Determinada organização adquiriu, em 15 de março de 2024, um novo veículo para auxiliar nas entregas de seus produtos. O veículo foi comprado por R$ 90.000,00, valor que inclui o preço do carro, as taxas de transporte e os custos com documentação necessários para colocá-lo em uso imediato. De acordo com o princípio contábil adotado, o valor total da aquisição foi registrado no ativo imobilizado pelo montante pago, expresso em moeda nacional, e servirá como base para o cálculo da depreciação ao longo da sua vida útil, estimada em cinco anos. Segundo o princípio aplicado, os ativos são registrados pelo valor pago, somado aos custos necessários para torná-los aptos a gerar benefícios.
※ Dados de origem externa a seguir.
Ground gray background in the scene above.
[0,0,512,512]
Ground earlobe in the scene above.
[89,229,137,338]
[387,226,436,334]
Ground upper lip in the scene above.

Qual é o nome do princípio contábil adotado nessa situação?
- A)Entidade.
Entidade é o princípio que separa o patrimônio da organização do patrimônio dos sócios ou de outras entidades, e não trata da forma de mensurar o ativo.
- B)Continuidade.
Continuidade parte da premissa de que a entidade continuará operando no futuro, mas não define o critério de registro do bem pelo custo de aquisição.
- C)Prudência do Valor.
Prudência orienta a escolha da menor estimativa quando houver incerteza, mas não é o princípio usado para registrar o ativo pelo valor pago e custos de colocação em uso.
- D)Registro do Valor Original.
É o princípio correto, pois determina que o ativo seja registrado pelo valor original da transação, incluindo os custos necessários para torná-lo apto a gerar benefícios.
Gabarito: D
Aqui a banca cobrou um princípio bem clássico da contabilidade: o Registro do Valor Original. A lógica é simples: quando um bem entra no patrimônio, ele deve ser reconhecido pelo valor que foi pago na aquisição, incluindo os gastos necessários para colocá-lo em condições de uso. Ou seja, não é só o preço “da etiqueta”, mas também transporte, documentação e outros custos diretamente ligados à compra. No caso do veículo, os R$ 90.000,00 foram registrados no ativo imobilizado porque esse foi o custo de aquisição em moeda nacional, já pronto para gerar benefícios econômicos. Esse valor também vira base para a depreciação ao longo da vida útil estimada. É o famoso “entrou, registrou pelo custo de entrada”, sem inventar moda. Esse princípio está previsto na doutrina contábil e na estrutura conceitual das normas brasileiras, em linha com o CPC e com a ideia de mensuração pelo custo histórico quando aplicável. Na contabilidade pública, a lógica é a mesma para o reconhecimento inicial dos ativos: valor original + gastos necessários para deixar o bem apto ao uso. Por isso o gabarito é a letra D. A questão praticamente descreve o princípio na própria frase: registro pelo valor pago, somado aos custos para colocar o ativo em funcionamento.